So You Think You’re Ready to Paint Your Walls…

Paint should never be picked in a vacuum. Here’s what to consider before selecting the color that you’ll have to stare at for the next few years.

“What color should I paint my living room?,” is one of the top questions clients ask. They’re eager to select a paint color because getting something on the walls can feel like a huge step forward when you first kick off a design project. 

But our response is always the same: Paint should not be the first step in design, because you can’t pick wall color in a vacuum. Choose paint first, and there’s a good chance you’ll end up repainting within a few weeks or months as you finalize furniture and fabric selections. Try to pick a safe neutral that will evolve with your decor, and you might find that the space never truly feels like home. 

Paint is going to be the most significant color choice in any room. It can transform a space simply because it takes up the most square footage of any color in your palette. But that doesn’t mean that it should be the driving force in your design. It’s an integral part of the design, but it does not guide the design. Paint in the room is like the cover of the book.  You can’t put the cover together until you know what the story says. 

Instead, your paint choice should be guided by a series of questions we have curated for you here. You should start at the immovable elements, the lighting from windows and the floor color, and work your way in towards the must-keep furniture pieces and fabrics you’ve had saved on your Pinterest for months. Here are four questions to get your paint selection process started.

Questions to Ask Before Selecting a Paint Color

What type of light do you have?

When looking at light, you should consider both natural light and ambient, task, and accent lighting. A room with abundant natural light is going to reflect lots of light on its own and will automatically lift the mood of the room. A bright color in this space will reflect and intensify itself, while a darker color will provide contrast and depth to make for a more mature environment. The opposite is true of a room with darker lighting. Light-toned walls will warm up the space and lift the energy of the room, whereas dark colors will lean into and further emphasize an already moody tone. 

When it comes to artificial light, it all depends on the light bulb you choose. Some give off a pink hue, others a warm yellow, and some emit a harsh white surgical light. Try to choose a paint color that contrasts the light bulb that you will typically have in your lighting. Balance warm with cool and cool with warm. The contrasting artificial light will help bring out the depth of color in your paint choice. 

What is the natural landscape outside your windows?

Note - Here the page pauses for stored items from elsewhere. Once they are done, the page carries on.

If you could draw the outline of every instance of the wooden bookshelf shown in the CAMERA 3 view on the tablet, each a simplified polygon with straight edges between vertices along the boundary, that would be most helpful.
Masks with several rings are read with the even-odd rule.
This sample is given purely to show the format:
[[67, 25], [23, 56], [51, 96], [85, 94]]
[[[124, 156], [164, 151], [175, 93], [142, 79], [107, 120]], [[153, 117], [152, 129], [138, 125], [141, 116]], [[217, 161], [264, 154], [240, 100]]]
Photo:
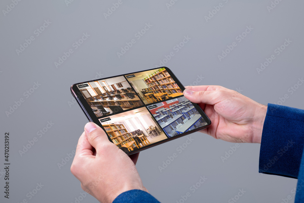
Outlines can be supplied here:
[[134, 141], [134, 139], [131, 137], [130, 133], [126, 130], [123, 124], [108, 124], [102, 126], [103, 128], [105, 128], [105, 131], [111, 138], [112, 142], [118, 147], [121, 147], [127, 142]]

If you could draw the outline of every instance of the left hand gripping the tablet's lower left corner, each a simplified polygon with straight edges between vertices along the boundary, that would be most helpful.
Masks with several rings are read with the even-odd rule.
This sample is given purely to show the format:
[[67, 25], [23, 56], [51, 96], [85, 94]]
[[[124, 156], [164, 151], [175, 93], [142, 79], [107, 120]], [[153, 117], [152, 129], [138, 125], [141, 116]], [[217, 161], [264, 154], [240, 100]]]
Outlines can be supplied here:
[[71, 172], [84, 191], [100, 202], [112, 202], [125, 191], [147, 192], [135, 167], [137, 158], [138, 153], [131, 160], [98, 125], [89, 122], [79, 138]]

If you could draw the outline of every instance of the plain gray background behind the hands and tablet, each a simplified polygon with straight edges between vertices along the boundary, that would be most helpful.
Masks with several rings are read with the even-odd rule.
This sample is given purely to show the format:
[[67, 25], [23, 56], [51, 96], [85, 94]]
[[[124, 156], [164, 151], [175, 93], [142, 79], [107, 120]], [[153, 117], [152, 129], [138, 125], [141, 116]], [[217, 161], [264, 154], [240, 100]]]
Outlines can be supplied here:
[[[169, 0], [123, 0], [105, 19], [103, 13], [116, 2], [21, 1], [6, 15], [1, 12], [0, 152], [4, 153], [4, 133], [9, 131], [11, 163], [9, 200], [3, 197], [5, 181], [0, 174], [1, 202], [75, 202], [82, 190], [70, 172], [72, 160], [61, 169], [57, 166], [75, 149], [87, 122], [73, 103], [70, 86], [155, 68], [184, 36], [191, 39], [165, 64], [184, 86], [200, 81], [199, 75], [204, 79], [198, 85], [225, 86], [263, 104], [277, 103], [288, 94], [283, 105], [304, 108], [304, 86], [293, 94], [288, 92], [304, 76], [303, 1], [282, 1], [268, 12], [270, 0], [179, 0], [169, 9]], [[206, 22], [204, 16], [221, 2], [223, 7]], [[10, 4], [12, 1], [3, 0], [0, 9]], [[44, 20], [51, 24], [36, 37], [34, 30]], [[137, 40], [134, 35], [145, 23], [152, 27]], [[235, 38], [246, 26], [254, 29], [239, 43]], [[72, 44], [83, 33], [90, 36], [74, 50]], [[16, 49], [31, 36], [35, 40], [18, 55]], [[288, 38], [292, 43], [258, 74], [256, 68]], [[136, 44], [118, 58], [117, 52], [132, 39]], [[219, 61], [218, 55], [233, 42], [237, 47]], [[74, 53], [56, 68], [54, 62], [70, 48]], [[24, 92], [37, 81], [41, 85], [26, 98]], [[7, 117], [5, 111], [21, 98], [24, 102]], [[37, 131], [48, 121], [54, 125], [39, 138]], [[34, 137], [38, 141], [20, 156], [19, 150]], [[187, 137], [140, 152], [137, 170], [145, 187], [161, 202], [182, 202], [181, 195], [187, 192], [191, 196], [185, 202], [228, 202], [239, 189], [246, 192], [237, 202], [281, 202], [288, 195], [294, 201], [291, 190], [296, 180], [258, 173], [259, 144], [241, 144], [223, 163], [220, 157], [234, 143], [199, 132], [188, 137], [194, 141], [162, 172], [158, 166], [177, 152]], [[0, 160], [3, 166], [4, 157]], [[201, 176], [208, 179], [192, 193], [190, 187]], [[29, 200], [26, 194], [40, 182], [44, 186]], [[87, 195], [80, 202], [97, 201]]]

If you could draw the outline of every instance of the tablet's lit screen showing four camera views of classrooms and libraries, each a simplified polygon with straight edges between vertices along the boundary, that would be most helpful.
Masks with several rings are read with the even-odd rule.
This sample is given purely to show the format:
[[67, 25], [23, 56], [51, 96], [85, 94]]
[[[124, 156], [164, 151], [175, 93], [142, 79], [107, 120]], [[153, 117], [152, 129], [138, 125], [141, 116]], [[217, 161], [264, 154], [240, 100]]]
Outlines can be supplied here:
[[126, 153], [207, 124], [166, 68], [77, 86], [109, 138]]

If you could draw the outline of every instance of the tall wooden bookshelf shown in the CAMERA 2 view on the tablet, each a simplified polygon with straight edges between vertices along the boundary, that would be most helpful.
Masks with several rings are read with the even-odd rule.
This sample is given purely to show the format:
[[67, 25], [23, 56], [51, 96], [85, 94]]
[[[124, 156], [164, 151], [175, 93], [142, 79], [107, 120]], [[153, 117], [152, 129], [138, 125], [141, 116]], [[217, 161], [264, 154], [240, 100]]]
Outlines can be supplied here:
[[153, 75], [145, 78], [144, 81], [154, 94], [162, 93], [163, 90], [168, 94], [183, 92], [165, 68], [159, 69]]

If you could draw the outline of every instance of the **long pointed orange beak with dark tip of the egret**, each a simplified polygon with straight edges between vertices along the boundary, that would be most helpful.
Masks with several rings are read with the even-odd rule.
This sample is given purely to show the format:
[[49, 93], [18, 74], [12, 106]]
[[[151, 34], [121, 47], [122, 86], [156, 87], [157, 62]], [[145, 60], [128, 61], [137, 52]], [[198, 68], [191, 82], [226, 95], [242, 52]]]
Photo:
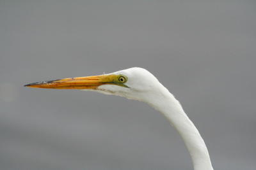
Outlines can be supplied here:
[[25, 87], [44, 89], [97, 89], [100, 85], [113, 84], [116, 75], [99, 75], [60, 80], [40, 81], [24, 85]]

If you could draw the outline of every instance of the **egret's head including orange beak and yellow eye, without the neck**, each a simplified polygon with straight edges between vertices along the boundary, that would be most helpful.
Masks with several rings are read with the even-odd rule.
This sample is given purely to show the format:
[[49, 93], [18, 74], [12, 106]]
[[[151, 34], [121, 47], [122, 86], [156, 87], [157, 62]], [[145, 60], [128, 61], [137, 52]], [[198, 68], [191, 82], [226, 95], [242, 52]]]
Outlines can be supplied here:
[[40, 81], [25, 86], [44, 89], [92, 90], [103, 94], [145, 101], [152, 92], [157, 92], [159, 85], [161, 83], [149, 71], [140, 67], [132, 67], [115, 73]]

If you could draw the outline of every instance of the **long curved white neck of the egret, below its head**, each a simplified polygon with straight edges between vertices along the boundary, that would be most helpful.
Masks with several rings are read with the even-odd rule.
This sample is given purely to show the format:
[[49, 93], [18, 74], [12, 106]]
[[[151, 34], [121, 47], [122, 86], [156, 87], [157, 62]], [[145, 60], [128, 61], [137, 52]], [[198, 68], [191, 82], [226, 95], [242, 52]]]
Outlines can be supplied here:
[[[151, 97], [150, 97], [151, 98]], [[163, 113], [184, 140], [195, 170], [213, 170], [204, 139], [188, 118], [179, 101], [163, 87], [146, 103]]]

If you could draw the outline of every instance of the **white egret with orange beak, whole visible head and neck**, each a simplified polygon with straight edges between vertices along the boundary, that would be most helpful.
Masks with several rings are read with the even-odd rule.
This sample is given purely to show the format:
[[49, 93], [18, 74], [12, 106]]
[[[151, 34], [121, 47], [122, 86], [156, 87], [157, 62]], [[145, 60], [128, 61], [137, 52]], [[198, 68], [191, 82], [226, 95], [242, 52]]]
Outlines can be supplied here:
[[99, 76], [40, 81], [25, 86], [46, 89], [93, 90], [143, 101], [163, 113], [179, 132], [188, 148], [195, 170], [213, 170], [204, 139], [195, 125], [188, 118], [179, 101], [146, 69], [132, 67]]

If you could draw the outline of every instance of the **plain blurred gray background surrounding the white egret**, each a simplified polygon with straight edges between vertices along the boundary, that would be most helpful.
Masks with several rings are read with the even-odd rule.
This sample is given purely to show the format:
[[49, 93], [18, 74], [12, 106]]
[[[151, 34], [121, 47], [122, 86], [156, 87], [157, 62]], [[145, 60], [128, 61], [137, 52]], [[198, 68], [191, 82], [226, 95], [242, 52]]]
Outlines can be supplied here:
[[145, 67], [180, 100], [214, 169], [256, 168], [255, 1], [0, 0], [0, 169], [192, 169], [137, 101], [22, 87]]

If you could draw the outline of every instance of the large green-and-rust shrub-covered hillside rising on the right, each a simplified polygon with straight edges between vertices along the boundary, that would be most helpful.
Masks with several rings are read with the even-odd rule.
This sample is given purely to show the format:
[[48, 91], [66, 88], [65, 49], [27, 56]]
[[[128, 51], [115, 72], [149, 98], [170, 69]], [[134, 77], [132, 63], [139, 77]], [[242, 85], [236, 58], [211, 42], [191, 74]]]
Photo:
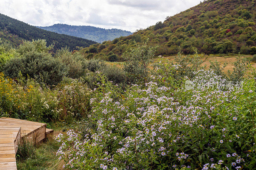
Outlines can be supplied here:
[[256, 54], [255, 16], [254, 0], [208, 0], [147, 29], [82, 51], [88, 58], [108, 59], [110, 52], [120, 57], [134, 41], [149, 39], [148, 45], [158, 46], [156, 55], [177, 54], [179, 46], [184, 53], [193, 53], [195, 47], [206, 54]]

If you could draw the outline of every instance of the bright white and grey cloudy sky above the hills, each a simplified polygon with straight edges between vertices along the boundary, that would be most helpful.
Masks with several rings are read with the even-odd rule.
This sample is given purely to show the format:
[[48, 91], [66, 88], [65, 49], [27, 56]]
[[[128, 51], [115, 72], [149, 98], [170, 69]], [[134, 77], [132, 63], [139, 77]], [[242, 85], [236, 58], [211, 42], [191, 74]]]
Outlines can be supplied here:
[[0, 13], [30, 25], [92, 25], [136, 31], [200, 0], [0, 0]]

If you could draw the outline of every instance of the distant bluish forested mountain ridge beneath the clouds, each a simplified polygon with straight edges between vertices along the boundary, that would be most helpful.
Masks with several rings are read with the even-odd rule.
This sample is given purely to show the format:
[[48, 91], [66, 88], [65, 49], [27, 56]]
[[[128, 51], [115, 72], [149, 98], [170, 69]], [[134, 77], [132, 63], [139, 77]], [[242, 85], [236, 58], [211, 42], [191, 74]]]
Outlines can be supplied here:
[[130, 31], [120, 29], [104, 29], [94, 26], [76, 26], [67, 24], [54, 24], [52, 26], [37, 27], [47, 31], [57, 32], [59, 34], [67, 34], [84, 39], [90, 39], [99, 43], [132, 34]]

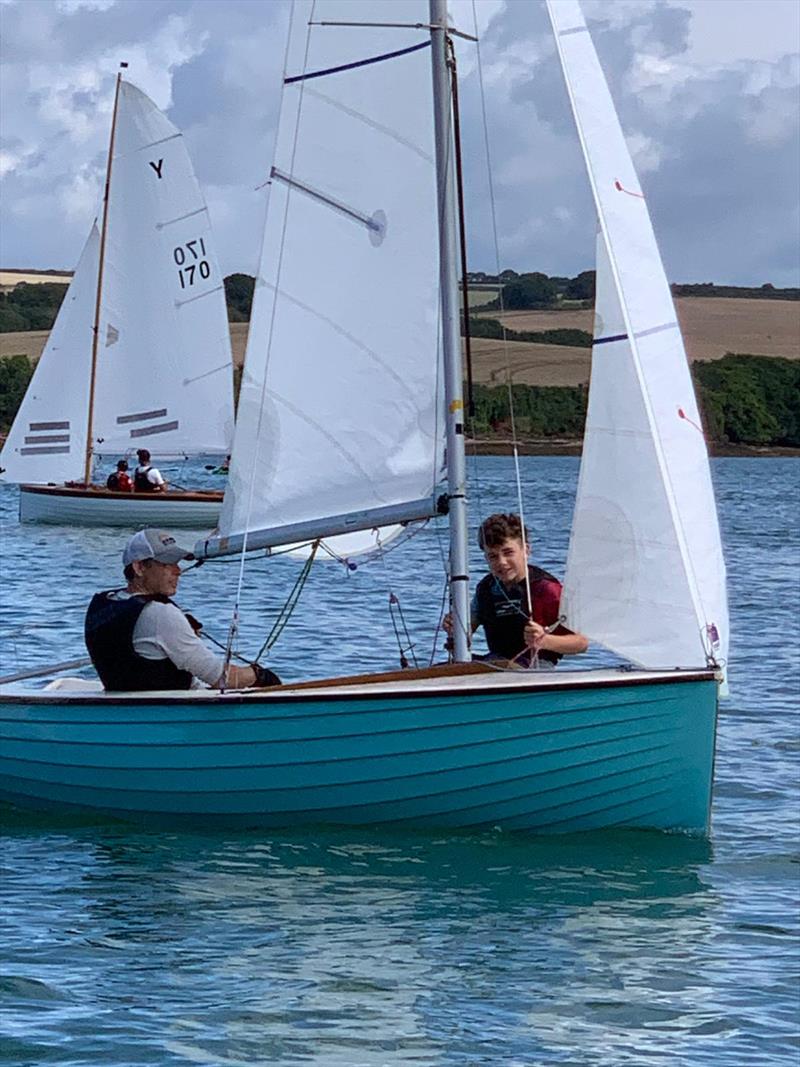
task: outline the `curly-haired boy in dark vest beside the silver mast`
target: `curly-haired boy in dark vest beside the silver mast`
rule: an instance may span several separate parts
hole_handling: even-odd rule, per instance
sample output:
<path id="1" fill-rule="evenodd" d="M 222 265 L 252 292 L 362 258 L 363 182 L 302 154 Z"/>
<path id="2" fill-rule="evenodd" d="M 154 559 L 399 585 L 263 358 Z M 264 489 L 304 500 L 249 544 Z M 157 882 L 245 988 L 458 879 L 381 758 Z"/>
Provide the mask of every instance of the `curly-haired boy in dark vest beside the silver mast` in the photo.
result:
<path id="1" fill-rule="evenodd" d="M 483 626 L 489 646 L 489 656 L 479 658 L 549 670 L 562 656 L 587 650 L 589 641 L 582 634 L 561 625 L 561 583 L 528 563 L 528 531 L 518 515 L 490 515 L 478 531 L 478 544 L 490 570 L 478 583 L 470 606 L 473 633 Z M 445 616 L 443 626 L 452 633 L 451 616 Z"/>

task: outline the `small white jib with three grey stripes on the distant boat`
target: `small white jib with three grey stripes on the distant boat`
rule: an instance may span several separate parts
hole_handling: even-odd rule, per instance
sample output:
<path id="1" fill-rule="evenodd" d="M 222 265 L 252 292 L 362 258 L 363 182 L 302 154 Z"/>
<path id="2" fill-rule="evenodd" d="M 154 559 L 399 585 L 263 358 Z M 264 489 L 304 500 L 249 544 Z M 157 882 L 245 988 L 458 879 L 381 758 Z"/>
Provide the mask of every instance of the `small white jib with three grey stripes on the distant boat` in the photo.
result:
<path id="1" fill-rule="evenodd" d="M 95 224 L 0 453 L 3 481 L 83 477 L 99 245 Z"/>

The second part of light is how it reflects that natural landscape around you. Do you have a reflection from water or trees? Or is it bricks or stone? These exterior elements become part of your room when they are reflected back into your space. Work with these to choose your paint color. If you’re surrounded by trees, you should choose a paint color with a green undertone that will work nicely with your organic surroundings. If you’re by the water, then blue undertones will bring out the best light in your room. For brick and stone, a color with more neutral undertones will compliment the lighting the best. 

What are the tones in the room?

Paint does not exist in a vacuum. It’s going to pick up the colors and tones around it. In your space, you may have hardwood floors or tile that you plan on keeping, or you’re in a kitchen where the countertops are staying the same. In these situations, you need to examine the existing tones within those elements, and let them guide the paint choice. 

If you have warm oak floors, then you’ll want to choose a paint with warm tones. If you have gray floors, then you’ll look at cooler colors. But that doesn’t mean you’re stuck with oranges, rusts, and reds just because your existing tones are warm. Even colors like blue or green can have a warm undertone, and a red or orange can have a cool undertone. This is where it can help to enlist a professional who can steer you towards colors that are the right fit for your room.

Blue cutout in cool white room

A cool blue paint in this alcove echos the cool tones in the flooring.

What are your other design selections?

From your furniture to your accent pillows, the design elements within your space should come before the paint. Was there one print that inspired your room? A piece of art that informed your upholstery choices? Is there a color running through every decorative item you’ve been drawn to? Decide on these textures and fabrics first, then let those guide how you’re going to wrap the room in color to bring it all together. This tells the story of the room and the paint color sets the mood and bring the whole space together. 

 

What to Do If You MUST Choose Paint First

While picking paint first is generally putting the cart before the horse, there are situations where a client may have a painter coming before move-in day, and they just need to choose something now. In these cases, the first three questions are still relevant. Those will help steer you towards a neutral that can inform the rest of the design process.

But, no, there’s no color that goes with everything. Even when you choose a neutral, keep in mind that the color that ‘goes with everything’ is a myth. Agreeable Gray and White Dove are wonderful colors, but they are not a magic fix.

You can paint two rooms in Simply White, but one room may be surrounded by lush green trees, while another looks out on a sleek urban landscape. In both of the spaces, the goes-with-everything white is going to pick up different tones and give the room a different personality.  

Think of those designer-approved classic colors as a starting point, but use these questions to help narrow the selection down to the right color for your space. And, if you find yourself stuck, go with the paint color that you’re immediately drawn to — if you pick what you love, you will always love what you pick. 

Green paint in a bedroom echoes the lush green foliage just outside.